WHAT DOES IT MEAN TO BE A QUIET PROFESSIONAL?
1) Service.
Service to your team, your family, your
community, your profession. Someone ready to serve. A promise keeper. Reliable.
Solid
2) Mission First.
It took me until my 40s (I’m a slow learner…)
to realize, “It’s not about me.” I’ve finally matured past the point of chasing
individual accolades or accomplishments – and have come to realize these can be
as fleeting, and unfulfilling as a shiny new purchase. Turning this corner is
incredibly liberating. Ambition, angst, jealousy have faded and with their
evaporation has come a growing sense of solace. I’m intense, and have sought
this solace, but until my 40’s thought it would come when I’d reached an
“acceptable” level of personal accomplishment. Only when I let that go and put
the mission, and others, first, have I begun to realize a budding sense of
peace.
To be clear. It’s not about you. Accept,
understand and embrace this. It’s liberating.
3) Hard Work.
Quiet professionals are “grinders.” There’s an
understanding that huge leaps forward are few and fleeting, and most
advancement is evolutionary. Keep grinding, keep improving, keep learning, have
patience, and improvement is steady. Daily small steps forward lead to big gains
over time. Stop looking for shortcuts and get to work.
4) Understanding the difference between
“Experience” and “Wisdom.”
Everyone has experience. Wisdom comes from
reflection, admitting and owning mistakes, forgiving yourself, learning and
stepping back up to the plate for another swing.
5) Knowing what to do = Easy.
Doing it = Hard.
Doing it = Hard.
Most of life is fairly simple and direct.
Ninety-nine percent of the time we know what the “right” thing to do is. Our
overthinking minds and selfish selves will try to confuse things with
rationalization, but we know deep down what is right. It’s the doing it
that is hard.
Quiet professionals push away the
rationalization and focus on the hard truths with clear eyes. They identify the
right action and do it.
No one is perfect.
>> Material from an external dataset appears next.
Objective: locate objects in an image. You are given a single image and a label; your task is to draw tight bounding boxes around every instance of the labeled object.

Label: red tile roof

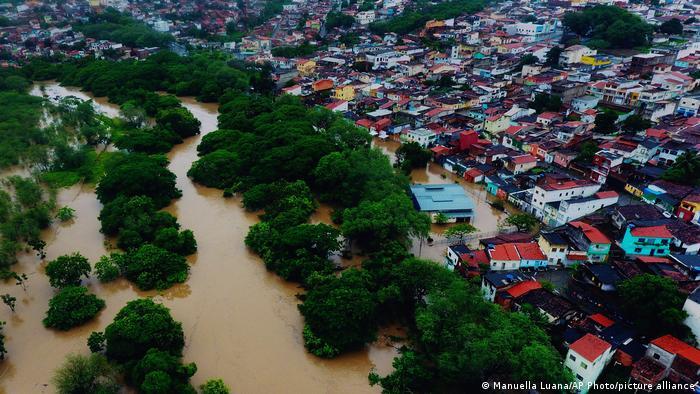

When they don’t do the
right thing, quiet professionals reflect, learn from it, forgive themselves and
look forward intent on future improvement.
6) Humility + Humor.
The more I learn, the less I am sure of. All
my 30’s righteousness has been replaced by “it depends” …. and a good laugh at
myself.
7) Continual Professional Learning.
Driven not by competitiveness and ambition but
by a sincere wish to improve and a strong respect for the profession.
8) Do your Job.
Quietly, consistently, professionally, well.
Every day.
9) Don’t get too far from your purpose.
Vacations are fine. Hobbies are nice. But they
aren’t your life’s work. Quiet professionals don’t live for the weekend. They
find engagement, fulfillment, and joy in their work and it’s never far from the
front of their mind.
Work isn’t a burden – it’s part of who
you are – and enriches your life and the lives of the others you serve
through it.
10) Embrace the suck.
Life is not fair. Everything worth doing is
hard. There’s often no light at the end of the tunnel. Don’t whine. Don’t
bemoan. Embrace it, smile, and soldier on.
11) Resilience.
You’ve got to be able to shake it off and get
back in the saddle. This takes grit, but also forgiveness (mostly of yourself),
humility, and likely more work on the fundamentals.
12) Living a life of adventure and
enthusiasm.
You don’t need to climb Everest, ride your
motorcycle to Chile, or raft the Yukon for “real” adventure. Strive to find
adventure every day – start a business, parent a child, coach a team, change
careers, write a book. What makes “adventure” exciting is the uncertainty
of the outcome and the richness of the journey along the way. All
adventure takes a “jump” into the unknown. Make those jumps, and do so with
vigor and enthusiasm. Have some damn spirit! ….. It will keep you young
and life exciting.
13) Gratitude.
Professional and private. Much easier when you
are able to live in the present – and truly appreciate how fortunate you are
and how amazing your life is and the people in your life are.